We can train a decision tree by starting out with the most simple tree - all outcomes in same node.

We can then do a greedy search to identify which split on the node is best.

We can then iterate this process on future nodes.

We split nodes to increase maximum entropy.

Entropy is:

\(E= -\sum_i^n p_{i=1}\log_2 p_i\)

Where we are summing across all nodes.

The gain in entropy is the original entropy - weighted by size entropy of each branch

Training a decision tree until there is only one entry from the training set will result in overfitting.

We can use pruning to regularise trees.

From bottom, replace each node with a leaf of the most popular class. Accept if no reduction in accuracy.

Take full tree \(T_0\)

Iteratively find a subtree to replace with a leaf. Cost function is accuracy and number of leaves.

Remove this generating \(T_{i+1}\)

When we have just the root, choose a single tree using CV.

Generally we would split the data up. Grow the tree with one set and then prune with the other.

We can split our data up and iterate between growing and pruning.

When pruning, for each pair of leaves we test to see if they should be merged.

If our two sets are \(A\) and \(B\) we can do:

\(A\): Grow

\(B\): Prune

\(B\): Grow

\(A\): Prune

And repeat this process.

Once we have built a tree, we keep a single leaf and disard the rest.

In a classical regression tree, we follow a decison process as before, but the outcome is real number.

Within each leaf, all inputs are assigned that same number.

With a regression problem we cannot split nodes the same way as we did for classification.

Instead by split by the residual sum of squares.

In classical trees all items in a leaf are assigned the same values. In this model, all are given \(\theta \) for a parametric model.

This makes the resulting trees smoother.

We have some \(\hat y_i = f(\mathbf x_i, \theta ) + \epsilon \)

The approach generalises classic regression trees. There the estimate was \(\bar y\). Here it’s a regression.

At each node we do OLS. If the \(R^2\) of the model is less than some constant, we find a split which maximises the minimum of the two new \(R^2\).

Previously our decision tree classifier was binary.

We can instead adapt the mixed tree model and using a probit model at each leaf.
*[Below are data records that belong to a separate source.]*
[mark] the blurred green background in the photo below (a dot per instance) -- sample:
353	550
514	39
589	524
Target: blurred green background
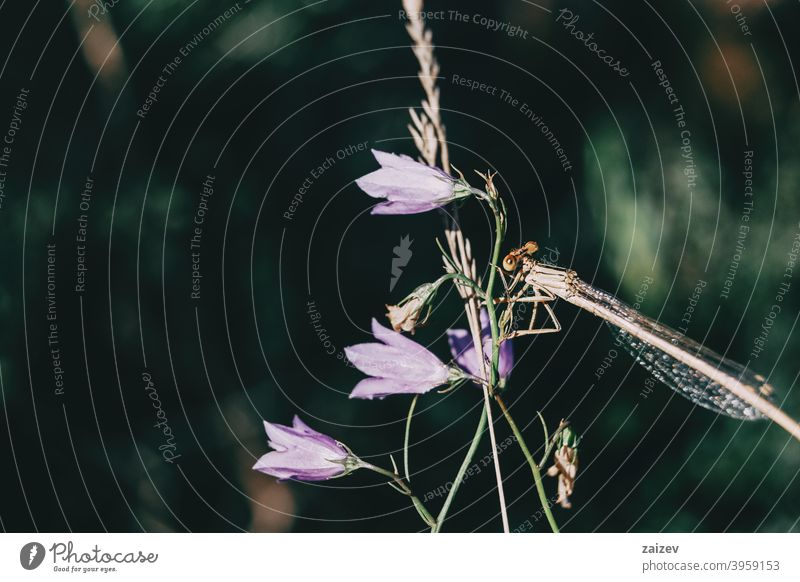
259	100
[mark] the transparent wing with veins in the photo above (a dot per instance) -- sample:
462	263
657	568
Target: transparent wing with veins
685	380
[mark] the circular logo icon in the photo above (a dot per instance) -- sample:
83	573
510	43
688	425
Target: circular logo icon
31	555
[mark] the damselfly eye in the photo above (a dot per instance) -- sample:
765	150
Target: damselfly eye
510	263
530	247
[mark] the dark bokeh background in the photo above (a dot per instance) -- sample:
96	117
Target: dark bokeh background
261	101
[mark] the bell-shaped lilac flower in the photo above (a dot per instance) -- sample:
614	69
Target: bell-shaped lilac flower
410	187
463	350
397	365
302	453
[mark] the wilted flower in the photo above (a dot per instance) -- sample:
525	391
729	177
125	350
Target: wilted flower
463	350
410	187
397	366
305	454
565	465
413	311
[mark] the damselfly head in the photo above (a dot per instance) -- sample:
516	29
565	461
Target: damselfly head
511	260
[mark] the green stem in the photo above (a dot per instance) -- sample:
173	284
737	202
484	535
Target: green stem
424	513
498	241
466	281
408	433
476	440
537	475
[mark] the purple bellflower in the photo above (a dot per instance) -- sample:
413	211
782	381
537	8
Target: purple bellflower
463	350
397	365
302	453
410	187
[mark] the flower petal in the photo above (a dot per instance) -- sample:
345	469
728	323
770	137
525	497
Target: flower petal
288	466
397	207
412	348
384	361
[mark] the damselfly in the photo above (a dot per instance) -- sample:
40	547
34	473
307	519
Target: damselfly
691	369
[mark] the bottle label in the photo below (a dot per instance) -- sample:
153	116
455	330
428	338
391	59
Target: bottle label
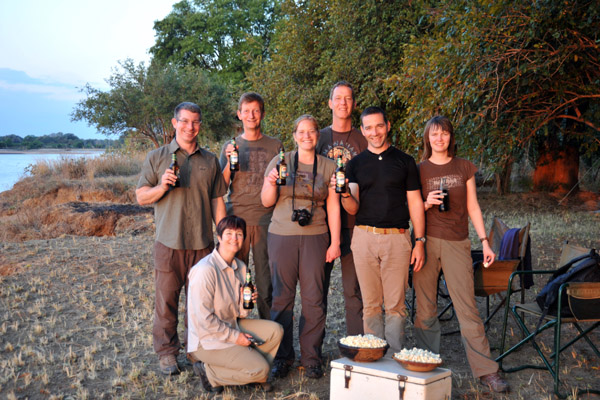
247	294
340	179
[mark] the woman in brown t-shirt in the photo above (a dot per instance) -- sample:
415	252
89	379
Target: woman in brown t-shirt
448	248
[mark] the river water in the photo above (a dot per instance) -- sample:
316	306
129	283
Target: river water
12	166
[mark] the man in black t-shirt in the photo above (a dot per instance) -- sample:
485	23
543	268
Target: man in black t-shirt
384	196
342	140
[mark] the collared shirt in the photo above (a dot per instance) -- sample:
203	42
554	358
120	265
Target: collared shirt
183	215
214	302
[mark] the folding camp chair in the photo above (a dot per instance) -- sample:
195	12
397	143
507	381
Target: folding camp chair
584	305
495	279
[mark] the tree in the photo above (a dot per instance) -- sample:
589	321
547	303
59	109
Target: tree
141	101
221	36
319	42
517	78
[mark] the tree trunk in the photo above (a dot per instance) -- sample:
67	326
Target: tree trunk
503	178
557	169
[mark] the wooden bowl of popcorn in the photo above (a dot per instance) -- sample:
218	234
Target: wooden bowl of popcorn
418	360
363	348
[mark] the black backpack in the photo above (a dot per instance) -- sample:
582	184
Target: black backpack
585	268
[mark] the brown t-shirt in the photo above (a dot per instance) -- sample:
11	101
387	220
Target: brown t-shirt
281	223
246	184
453	224
346	144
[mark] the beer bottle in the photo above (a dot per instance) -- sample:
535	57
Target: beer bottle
340	177
281	169
175	169
234	163
247	291
445	205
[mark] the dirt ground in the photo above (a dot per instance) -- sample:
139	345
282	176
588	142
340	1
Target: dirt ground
76	315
We can define a tree as a set of nodes: \(T\).

For each node we define a splitting variable \(k\) and a splitting threshold \(r\).

Our prior is \(P(T, k, r)\).

We split this up to:

\(P(T, k, r)=P(T)P(k, r|T)\)

\(P(T, k, r)=P(T)P(k|T)P(r|T, k)\)

So we want to estimate:

\(P(T)\) - The number of nodes.

\(P(k|T)\) - Which variables we split by, given the tree size.
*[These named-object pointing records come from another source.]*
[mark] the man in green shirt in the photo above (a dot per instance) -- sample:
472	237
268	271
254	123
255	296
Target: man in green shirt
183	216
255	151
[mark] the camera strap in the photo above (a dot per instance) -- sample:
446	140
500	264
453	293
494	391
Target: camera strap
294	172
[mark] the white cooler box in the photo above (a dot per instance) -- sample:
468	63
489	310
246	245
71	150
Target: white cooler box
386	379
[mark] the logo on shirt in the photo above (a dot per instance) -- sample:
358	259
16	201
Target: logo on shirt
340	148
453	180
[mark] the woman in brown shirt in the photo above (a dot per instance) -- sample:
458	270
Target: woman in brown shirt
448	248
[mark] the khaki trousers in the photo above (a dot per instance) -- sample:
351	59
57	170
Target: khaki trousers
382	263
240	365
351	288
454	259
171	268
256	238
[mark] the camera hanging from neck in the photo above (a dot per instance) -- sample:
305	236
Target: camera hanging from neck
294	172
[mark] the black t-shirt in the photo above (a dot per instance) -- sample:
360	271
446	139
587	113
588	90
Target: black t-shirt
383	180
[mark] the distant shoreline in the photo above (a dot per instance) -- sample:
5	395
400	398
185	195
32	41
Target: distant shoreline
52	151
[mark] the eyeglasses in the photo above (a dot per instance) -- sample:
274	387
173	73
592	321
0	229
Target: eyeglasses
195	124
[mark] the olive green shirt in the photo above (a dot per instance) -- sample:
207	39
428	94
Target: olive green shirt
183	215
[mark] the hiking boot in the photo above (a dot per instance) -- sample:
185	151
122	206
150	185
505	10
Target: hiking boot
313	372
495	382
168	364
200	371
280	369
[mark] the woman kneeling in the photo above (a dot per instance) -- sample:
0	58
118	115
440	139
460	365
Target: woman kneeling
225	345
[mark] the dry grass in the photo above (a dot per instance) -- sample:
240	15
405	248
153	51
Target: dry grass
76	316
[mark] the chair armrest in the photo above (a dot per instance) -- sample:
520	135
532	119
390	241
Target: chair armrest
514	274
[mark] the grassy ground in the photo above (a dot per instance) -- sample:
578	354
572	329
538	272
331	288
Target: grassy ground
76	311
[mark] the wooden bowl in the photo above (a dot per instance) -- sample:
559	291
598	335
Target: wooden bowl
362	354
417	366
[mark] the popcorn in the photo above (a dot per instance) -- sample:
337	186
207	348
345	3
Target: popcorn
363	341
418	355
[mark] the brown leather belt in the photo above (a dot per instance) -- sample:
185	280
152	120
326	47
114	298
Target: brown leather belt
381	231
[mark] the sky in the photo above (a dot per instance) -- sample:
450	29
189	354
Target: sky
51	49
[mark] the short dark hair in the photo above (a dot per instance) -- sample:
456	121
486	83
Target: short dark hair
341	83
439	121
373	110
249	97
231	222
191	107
\(P(r|T, k)\) - The cutoff, given the tree size and the variables we are splitting by.

If at the leaf we have a parametric model, our prior is instead:

\(P(T, k, r, \theta )=P(T)P(k|T)P(r|T, k)P(\theta | T, k, r)\)

We then need to additionally estimate \(P(\theta | T, k, r)\).

We can generate a tree with a fixed number of leaves, according to our prior.

As we start the tree we assocaite the root node with a count of all leaves.

As we split a node, the remaining leaf counts are divided between the directions. If there is only one leaf left, we do no further splitting.

Call the collective parameters of the tree \(\Theta =(T, k, r)\) and \(\theta \).

Collectively our prior is defined by \(P(\Theta )\) and \(P(\theta )\)

We want to know the posterior given our data \(X\).

\(P(\Theta | X)=\dfrac{P(X|\Theta )P(\Theta )}{P(X)}\)

\(P(\Theta | X)\propto P(X|\Theta )P(\Theta )\)

We know explore \(P(X|\Theta )\)

\(P(X|\Theta )=\int P(X| \theta , \Theta)P(\theta)d\theta \)

This means our posterior is:

\(P(\Theta | X)\propto P(\Theta )\int P(X| \theta , \Theta)P(\theta)d\theta \)

This can be estimated with MCMC.

We use part of the sample to estimate \(\Theta \), and another part of the sample to estimate the treatment effect.

Unbalanced dataset: more of one class than others.

Can reduce sample of majorit, or synthetically generate minority.